Depuis 2005, Yves Marchand et Romain Meffre ont été sept fois à Détroit dans le Michigan. Avec à chaque fois un objectif, photographier les vestiges des bâtiments qui faisaient la splendeur de la Motor City, capitale de l’industrie automobile américaine où siégeaient Ford, General Motors ou Chrysler. Les multiples crises l’ont appauvrie et le développement des voitures, qui en avait fait sa richesse, a dépeuplé les centres-villes au profit des banlieues. Les usines ont fermé et les écoles, salles de bal et bibliothèques ont été désertées. La ville est devenue synonyme de chômage, de violence et de gangs. Iggy Pop, MC5 et Eminem ont chanté la misère et l’ennui de la cité déchue. « Détroit est un symbole, confient les deux photographes, c’est le fantasme de la ville américaine et de sa déréliction. Pour nous qui aimons les ruines industrielles, c’est l’endroit où il fallait aller. On trouve des paysages comme on n’en voit pas en Europe. » Avant leurs voyages, Yves Marchand et Romain Meffre repéraient, dans des livres d’histoire ou sur Internet, des bâtiments intéressants. Avec Bing Maps, le logiciel de cartographie en 3D de Microsoft, ils prévoyaient de visiter telle école ou tel commissariat. Sur place, entrer dans ces immeubles abandonnés depuis des années ne posait pas problème : « Il suffisait juste d’escalader une barrière ou de rentrer par une fenêtre brisée. Parfois, des passants, des clochards ou des ferrailleurs nous donnaient des conseils.
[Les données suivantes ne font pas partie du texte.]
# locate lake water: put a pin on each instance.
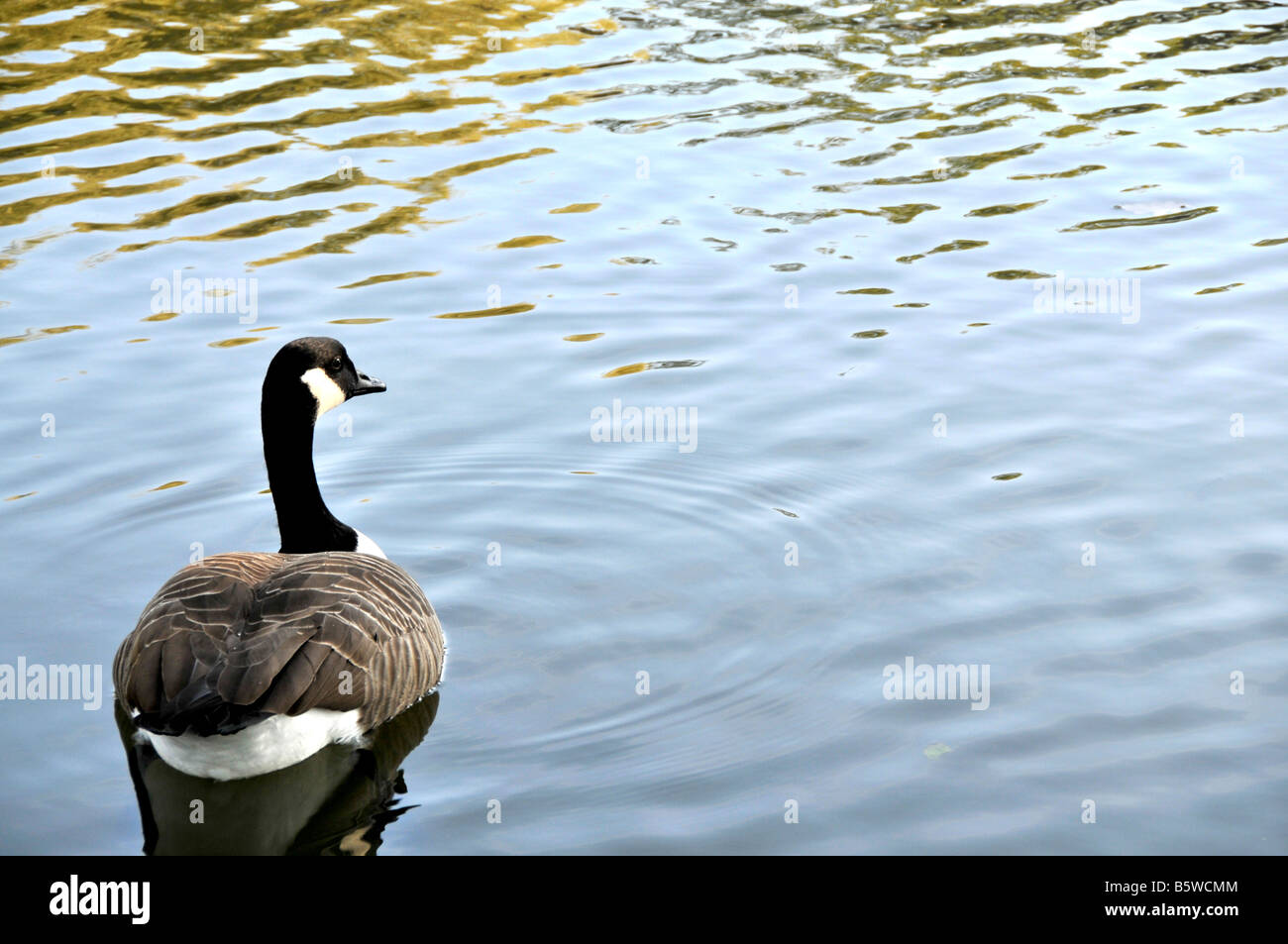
(973, 312)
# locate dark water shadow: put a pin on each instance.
(336, 802)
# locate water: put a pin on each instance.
(823, 232)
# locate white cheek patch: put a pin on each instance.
(325, 390)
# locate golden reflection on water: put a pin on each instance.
(303, 129)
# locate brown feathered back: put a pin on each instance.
(237, 638)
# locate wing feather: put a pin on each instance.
(243, 636)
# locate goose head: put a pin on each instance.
(307, 377)
(312, 374)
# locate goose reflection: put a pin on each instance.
(335, 802)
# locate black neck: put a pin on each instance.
(303, 519)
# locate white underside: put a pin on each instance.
(269, 745)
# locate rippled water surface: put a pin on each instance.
(829, 232)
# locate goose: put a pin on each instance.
(250, 662)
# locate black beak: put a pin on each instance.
(368, 385)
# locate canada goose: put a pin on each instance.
(335, 802)
(250, 662)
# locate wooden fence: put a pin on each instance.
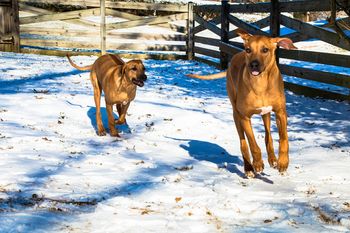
(220, 47)
(49, 32)
(97, 34)
(9, 28)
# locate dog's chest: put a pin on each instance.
(122, 96)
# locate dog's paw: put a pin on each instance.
(101, 133)
(249, 174)
(120, 122)
(258, 166)
(282, 164)
(272, 161)
(265, 110)
(114, 133)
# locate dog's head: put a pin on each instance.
(260, 50)
(134, 71)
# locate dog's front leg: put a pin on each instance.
(122, 109)
(258, 164)
(268, 140)
(111, 124)
(283, 158)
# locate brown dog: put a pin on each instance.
(118, 80)
(255, 86)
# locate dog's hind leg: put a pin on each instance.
(111, 124)
(97, 97)
(248, 168)
(258, 164)
(268, 140)
(283, 158)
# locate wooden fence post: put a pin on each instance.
(9, 26)
(190, 33)
(275, 22)
(103, 26)
(225, 11)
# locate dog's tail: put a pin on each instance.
(78, 67)
(208, 77)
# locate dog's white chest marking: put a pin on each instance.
(265, 110)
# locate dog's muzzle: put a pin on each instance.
(139, 81)
(255, 68)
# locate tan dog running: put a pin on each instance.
(255, 86)
(118, 80)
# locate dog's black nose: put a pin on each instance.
(254, 65)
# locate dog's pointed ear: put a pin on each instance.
(243, 34)
(284, 42)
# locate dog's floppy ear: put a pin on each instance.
(243, 34)
(124, 68)
(284, 42)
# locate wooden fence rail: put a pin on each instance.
(94, 33)
(216, 48)
(106, 36)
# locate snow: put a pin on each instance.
(177, 167)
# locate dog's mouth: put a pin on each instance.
(255, 72)
(138, 82)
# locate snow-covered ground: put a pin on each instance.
(177, 167)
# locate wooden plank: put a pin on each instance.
(250, 8)
(225, 28)
(315, 93)
(297, 36)
(208, 8)
(96, 44)
(168, 25)
(5, 3)
(206, 40)
(190, 34)
(305, 6)
(210, 26)
(293, 6)
(260, 24)
(103, 26)
(147, 21)
(59, 16)
(173, 27)
(31, 9)
(207, 52)
(201, 28)
(121, 14)
(35, 10)
(148, 6)
(316, 57)
(314, 75)
(205, 61)
(116, 5)
(316, 32)
(229, 49)
(112, 35)
(246, 26)
(122, 55)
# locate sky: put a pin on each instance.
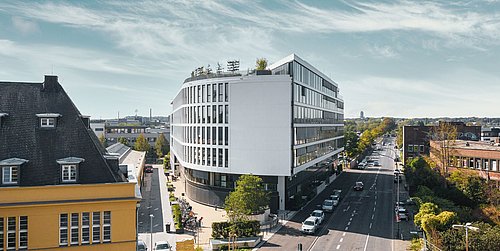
(389, 58)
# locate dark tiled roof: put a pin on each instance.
(22, 137)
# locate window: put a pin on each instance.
(96, 227)
(68, 173)
(47, 122)
(1, 232)
(11, 233)
(74, 228)
(23, 232)
(9, 175)
(107, 226)
(85, 228)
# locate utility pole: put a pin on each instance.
(151, 216)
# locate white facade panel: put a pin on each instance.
(260, 125)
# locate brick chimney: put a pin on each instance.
(50, 83)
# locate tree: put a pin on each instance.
(103, 140)
(141, 144)
(351, 140)
(161, 145)
(249, 197)
(261, 64)
(444, 136)
(123, 141)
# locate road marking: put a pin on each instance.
(366, 243)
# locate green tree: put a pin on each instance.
(249, 197)
(161, 145)
(123, 141)
(261, 64)
(141, 144)
(103, 140)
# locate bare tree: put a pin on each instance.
(444, 136)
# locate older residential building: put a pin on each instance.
(285, 125)
(59, 189)
(482, 157)
(416, 139)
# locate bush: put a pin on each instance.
(240, 229)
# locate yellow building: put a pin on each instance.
(58, 187)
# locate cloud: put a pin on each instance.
(24, 26)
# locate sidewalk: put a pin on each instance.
(167, 215)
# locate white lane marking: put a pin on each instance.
(366, 243)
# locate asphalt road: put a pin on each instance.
(150, 204)
(364, 220)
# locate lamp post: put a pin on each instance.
(467, 226)
(423, 234)
(151, 216)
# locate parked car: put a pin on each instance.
(162, 246)
(318, 214)
(362, 165)
(335, 198)
(148, 169)
(310, 225)
(327, 206)
(358, 186)
(141, 246)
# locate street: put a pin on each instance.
(364, 220)
(151, 204)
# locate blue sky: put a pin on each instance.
(390, 58)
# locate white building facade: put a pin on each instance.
(277, 126)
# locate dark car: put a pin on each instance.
(148, 169)
(359, 186)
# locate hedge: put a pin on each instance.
(241, 229)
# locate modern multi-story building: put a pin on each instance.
(285, 125)
(416, 139)
(58, 187)
(481, 157)
(490, 134)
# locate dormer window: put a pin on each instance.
(10, 170)
(69, 169)
(48, 120)
(2, 117)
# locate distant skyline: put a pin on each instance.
(390, 58)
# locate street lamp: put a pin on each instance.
(151, 216)
(467, 226)
(423, 233)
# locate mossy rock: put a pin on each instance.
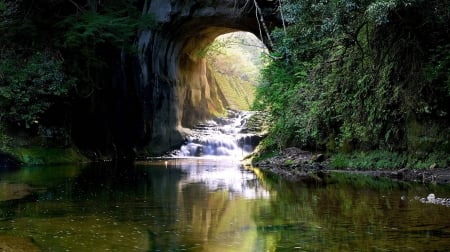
(48, 156)
(10, 243)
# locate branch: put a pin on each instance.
(77, 6)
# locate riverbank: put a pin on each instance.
(297, 165)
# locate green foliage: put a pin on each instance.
(47, 156)
(5, 139)
(369, 160)
(353, 73)
(29, 86)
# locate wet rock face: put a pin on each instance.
(150, 97)
(173, 81)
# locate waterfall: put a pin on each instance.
(221, 137)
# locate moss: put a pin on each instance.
(389, 160)
(369, 160)
(47, 156)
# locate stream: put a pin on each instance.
(203, 199)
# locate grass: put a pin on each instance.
(388, 160)
(45, 156)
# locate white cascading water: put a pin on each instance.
(223, 137)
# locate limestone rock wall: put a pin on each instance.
(173, 78)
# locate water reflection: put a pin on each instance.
(220, 174)
(214, 205)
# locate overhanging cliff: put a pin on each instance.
(173, 79)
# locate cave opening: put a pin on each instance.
(234, 60)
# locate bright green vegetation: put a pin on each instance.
(361, 76)
(47, 156)
(235, 63)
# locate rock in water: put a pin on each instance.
(431, 197)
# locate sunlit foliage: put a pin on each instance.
(358, 75)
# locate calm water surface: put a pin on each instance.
(213, 205)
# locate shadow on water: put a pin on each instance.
(215, 205)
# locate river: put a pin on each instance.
(210, 202)
(215, 205)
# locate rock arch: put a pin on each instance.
(167, 86)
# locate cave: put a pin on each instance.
(167, 87)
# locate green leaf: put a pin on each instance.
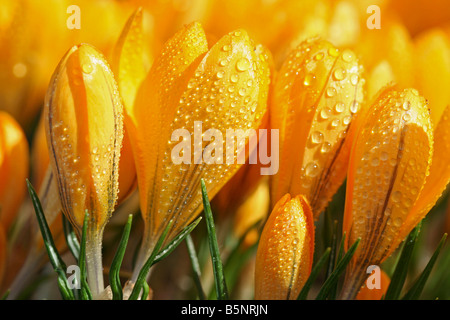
(114, 274)
(313, 275)
(55, 259)
(401, 269)
(195, 267)
(176, 241)
(71, 238)
(340, 268)
(141, 279)
(219, 276)
(416, 289)
(5, 295)
(85, 291)
(239, 257)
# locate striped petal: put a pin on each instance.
(316, 96)
(285, 250)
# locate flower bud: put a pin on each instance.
(285, 251)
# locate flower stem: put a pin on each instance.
(94, 261)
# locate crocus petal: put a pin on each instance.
(285, 251)
(389, 162)
(14, 162)
(432, 52)
(438, 178)
(223, 88)
(316, 95)
(84, 155)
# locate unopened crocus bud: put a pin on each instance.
(14, 162)
(285, 251)
(389, 163)
(317, 94)
(84, 126)
(192, 89)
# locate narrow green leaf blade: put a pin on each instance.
(219, 276)
(195, 267)
(313, 275)
(176, 241)
(138, 286)
(114, 274)
(340, 268)
(71, 238)
(416, 289)
(55, 259)
(401, 269)
(85, 290)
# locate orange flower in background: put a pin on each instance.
(375, 293)
(319, 87)
(432, 70)
(225, 87)
(389, 164)
(3, 248)
(14, 161)
(85, 156)
(285, 251)
(33, 37)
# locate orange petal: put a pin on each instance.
(439, 177)
(224, 88)
(85, 155)
(390, 159)
(3, 248)
(285, 251)
(316, 95)
(14, 162)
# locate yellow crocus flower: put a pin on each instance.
(389, 164)
(14, 162)
(224, 86)
(317, 93)
(84, 127)
(432, 70)
(285, 250)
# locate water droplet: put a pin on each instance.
(325, 113)
(319, 56)
(326, 147)
(347, 56)
(312, 169)
(406, 106)
(317, 137)
(354, 107)
(331, 92)
(339, 74)
(334, 52)
(354, 79)
(20, 70)
(406, 117)
(220, 74)
(339, 107)
(87, 68)
(335, 122)
(308, 79)
(242, 64)
(396, 196)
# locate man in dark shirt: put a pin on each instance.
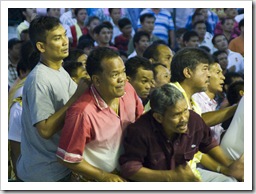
(161, 142)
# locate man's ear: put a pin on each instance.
(128, 78)
(187, 72)
(95, 80)
(158, 117)
(40, 47)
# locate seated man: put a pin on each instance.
(161, 142)
(90, 143)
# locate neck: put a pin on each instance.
(210, 94)
(51, 64)
(14, 59)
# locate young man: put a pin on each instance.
(102, 36)
(159, 145)
(90, 143)
(159, 53)
(235, 60)
(191, 39)
(206, 99)
(14, 46)
(205, 38)
(48, 92)
(122, 40)
(140, 75)
(28, 14)
(147, 21)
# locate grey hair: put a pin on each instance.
(163, 97)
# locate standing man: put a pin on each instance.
(47, 94)
(91, 140)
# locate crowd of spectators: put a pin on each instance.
(83, 82)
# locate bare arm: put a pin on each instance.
(172, 39)
(180, 174)
(15, 152)
(85, 169)
(48, 127)
(219, 116)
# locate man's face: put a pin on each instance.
(111, 81)
(223, 60)
(201, 30)
(163, 76)
(82, 59)
(56, 45)
(221, 43)
(15, 51)
(30, 12)
(231, 12)
(216, 80)
(127, 30)
(228, 25)
(81, 73)
(143, 44)
(115, 14)
(175, 118)
(199, 78)
(93, 24)
(142, 82)
(104, 36)
(54, 12)
(193, 42)
(148, 25)
(81, 15)
(165, 55)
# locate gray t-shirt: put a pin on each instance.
(45, 92)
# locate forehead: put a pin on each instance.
(215, 66)
(179, 106)
(144, 73)
(164, 50)
(58, 30)
(112, 64)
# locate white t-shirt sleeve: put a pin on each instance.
(15, 123)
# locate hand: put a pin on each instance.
(183, 174)
(82, 86)
(236, 169)
(108, 177)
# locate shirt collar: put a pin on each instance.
(99, 101)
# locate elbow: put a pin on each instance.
(44, 133)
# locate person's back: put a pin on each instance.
(47, 93)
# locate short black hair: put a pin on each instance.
(146, 15)
(74, 54)
(96, 57)
(217, 35)
(133, 64)
(98, 28)
(124, 22)
(233, 95)
(71, 67)
(12, 42)
(241, 24)
(188, 35)
(39, 26)
(137, 36)
(187, 57)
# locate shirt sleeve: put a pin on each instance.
(15, 123)
(74, 136)
(135, 151)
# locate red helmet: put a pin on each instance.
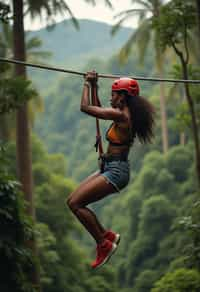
(128, 84)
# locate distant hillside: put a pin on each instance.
(70, 46)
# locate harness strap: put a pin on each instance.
(98, 144)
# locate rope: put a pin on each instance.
(100, 75)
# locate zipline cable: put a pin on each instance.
(100, 75)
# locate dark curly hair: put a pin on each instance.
(142, 116)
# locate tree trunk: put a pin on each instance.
(182, 138)
(23, 145)
(198, 18)
(4, 129)
(194, 120)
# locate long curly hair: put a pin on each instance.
(143, 118)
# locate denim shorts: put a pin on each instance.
(117, 173)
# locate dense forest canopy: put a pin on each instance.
(158, 213)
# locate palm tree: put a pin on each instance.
(34, 55)
(143, 36)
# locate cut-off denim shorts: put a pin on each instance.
(117, 173)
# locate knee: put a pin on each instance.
(72, 204)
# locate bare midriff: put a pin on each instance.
(116, 150)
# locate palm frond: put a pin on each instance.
(147, 4)
(130, 12)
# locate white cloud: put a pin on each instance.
(83, 10)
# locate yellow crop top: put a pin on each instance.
(119, 136)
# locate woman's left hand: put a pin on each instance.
(91, 76)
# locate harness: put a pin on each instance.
(98, 144)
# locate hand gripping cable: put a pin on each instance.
(95, 101)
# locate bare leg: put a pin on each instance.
(92, 191)
(88, 211)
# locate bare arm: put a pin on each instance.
(96, 111)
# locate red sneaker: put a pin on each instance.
(113, 237)
(104, 252)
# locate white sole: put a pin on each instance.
(108, 256)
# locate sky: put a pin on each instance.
(83, 10)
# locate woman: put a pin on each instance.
(132, 117)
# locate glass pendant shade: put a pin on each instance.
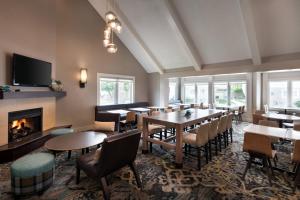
(112, 24)
(105, 42)
(107, 33)
(110, 16)
(112, 48)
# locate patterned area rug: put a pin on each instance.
(220, 179)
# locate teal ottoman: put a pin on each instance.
(61, 131)
(32, 174)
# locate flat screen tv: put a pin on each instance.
(32, 72)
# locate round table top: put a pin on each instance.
(75, 141)
(281, 117)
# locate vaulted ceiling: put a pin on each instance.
(172, 34)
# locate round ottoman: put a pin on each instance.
(32, 173)
(61, 131)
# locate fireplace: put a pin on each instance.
(22, 124)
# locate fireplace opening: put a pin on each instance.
(24, 123)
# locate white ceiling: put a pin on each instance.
(169, 34)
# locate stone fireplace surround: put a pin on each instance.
(10, 105)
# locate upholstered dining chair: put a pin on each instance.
(213, 136)
(117, 152)
(221, 131)
(295, 156)
(229, 129)
(152, 128)
(198, 138)
(256, 117)
(259, 146)
(130, 120)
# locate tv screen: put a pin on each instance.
(30, 72)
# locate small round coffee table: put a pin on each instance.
(75, 141)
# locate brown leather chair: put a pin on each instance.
(117, 152)
(259, 146)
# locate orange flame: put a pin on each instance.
(17, 123)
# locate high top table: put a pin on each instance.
(179, 121)
(280, 117)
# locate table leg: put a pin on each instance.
(179, 154)
(145, 136)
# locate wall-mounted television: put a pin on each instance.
(32, 72)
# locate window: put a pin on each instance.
(189, 93)
(172, 91)
(238, 93)
(115, 90)
(296, 94)
(221, 94)
(278, 91)
(202, 93)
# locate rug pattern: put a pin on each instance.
(220, 179)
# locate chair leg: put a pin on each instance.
(209, 147)
(231, 134)
(265, 162)
(216, 145)
(185, 149)
(69, 154)
(136, 174)
(206, 153)
(77, 175)
(199, 157)
(247, 167)
(105, 188)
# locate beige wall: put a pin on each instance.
(67, 33)
(79, 44)
(28, 28)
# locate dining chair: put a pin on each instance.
(130, 120)
(117, 151)
(295, 157)
(221, 131)
(213, 136)
(198, 138)
(259, 147)
(152, 128)
(257, 117)
(229, 129)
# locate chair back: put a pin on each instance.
(118, 151)
(268, 123)
(256, 118)
(296, 151)
(202, 133)
(168, 110)
(213, 129)
(255, 143)
(297, 125)
(201, 106)
(181, 107)
(130, 117)
(222, 124)
(141, 120)
(156, 112)
(229, 121)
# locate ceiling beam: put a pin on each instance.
(247, 15)
(130, 30)
(181, 33)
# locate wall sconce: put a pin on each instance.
(83, 77)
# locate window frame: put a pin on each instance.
(117, 77)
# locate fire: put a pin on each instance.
(17, 123)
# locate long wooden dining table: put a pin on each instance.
(179, 121)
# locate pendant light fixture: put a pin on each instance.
(112, 24)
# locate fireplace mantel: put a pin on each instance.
(31, 94)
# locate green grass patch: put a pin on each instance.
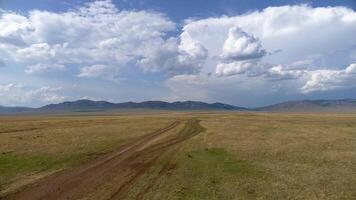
(212, 173)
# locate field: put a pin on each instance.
(178, 155)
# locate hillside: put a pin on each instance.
(342, 105)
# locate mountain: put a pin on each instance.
(342, 105)
(8, 110)
(88, 105)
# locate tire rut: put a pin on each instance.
(112, 176)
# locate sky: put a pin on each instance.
(245, 53)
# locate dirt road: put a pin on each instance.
(112, 176)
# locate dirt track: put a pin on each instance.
(112, 176)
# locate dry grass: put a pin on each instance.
(265, 156)
(239, 156)
(31, 147)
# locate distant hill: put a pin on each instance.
(5, 110)
(342, 105)
(158, 105)
(89, 105)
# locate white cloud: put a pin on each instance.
(325, 80)
(302, 39)
(42, 67)
(19, 94)
(103, 71)
(240, 45)
(73, 37)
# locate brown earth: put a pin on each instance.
(112, 176)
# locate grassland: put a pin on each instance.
(229, 156)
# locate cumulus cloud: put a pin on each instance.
(302, 36)
(42, 67)
(17, 93)
(325, 80)
(125, 37)
(103, 71)
(240, 45)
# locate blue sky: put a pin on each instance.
(247, 53)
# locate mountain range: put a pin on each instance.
(343, 105)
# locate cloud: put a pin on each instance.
(42, 67)
(325, 80)
(125, 38)
(240, 45)
(17, 93)
(103, 71)
(303, 36)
Nous n’avons jamais ressenti d’animosité, plutôt de l’indifférence. » Une seule fois, une autorisation officielle a été nécessaire : pour entrer dans la mythique usine Ford.
Les deux photographes travaillent ensemble depuis 2001 et la question de savoir qui appuie sur le déclencheur de l’appareil argentique ne se pose pas. « Nos visions sont tellement semblables que, lorsqu’on arrive dans un endroit, on tombe tout de suite d’accord sur l’image à prendre. » Un projecteur est utilisé pour les intérieurs trop sombres et jamais le lieu n’est altéré. Les bâtiments étant vides, personne ne s’immisce dans le cadre et les livres ou les objets qui jonchent les sols ne sont pas réarrangés. « Il y a un aspect ludique à photographier des ruines. On est comme des gamins dedans. Et puis, ce sont les vestiges d’une civilisation. Dans quelques années, ces lieux n’existeront plus, ils auront été démembrés. » à Détroit, Yves Marchand et Romain Meffre ont photographié des salles de spectacle abandonnées et l’idée leur est venue d’en faire leur prochain ouvrage. Depuis, ils ont été à Los Angeles ou en Angleterre pour compiler ces restes de l’âge d’or du cinéma. Et une exposition des photos des ruines de Détroit à Détroit ? « Il faudrait encore attendre dix ou quinze ans. Quand tout aura été détruit et que les habitants auront oublié. » (source)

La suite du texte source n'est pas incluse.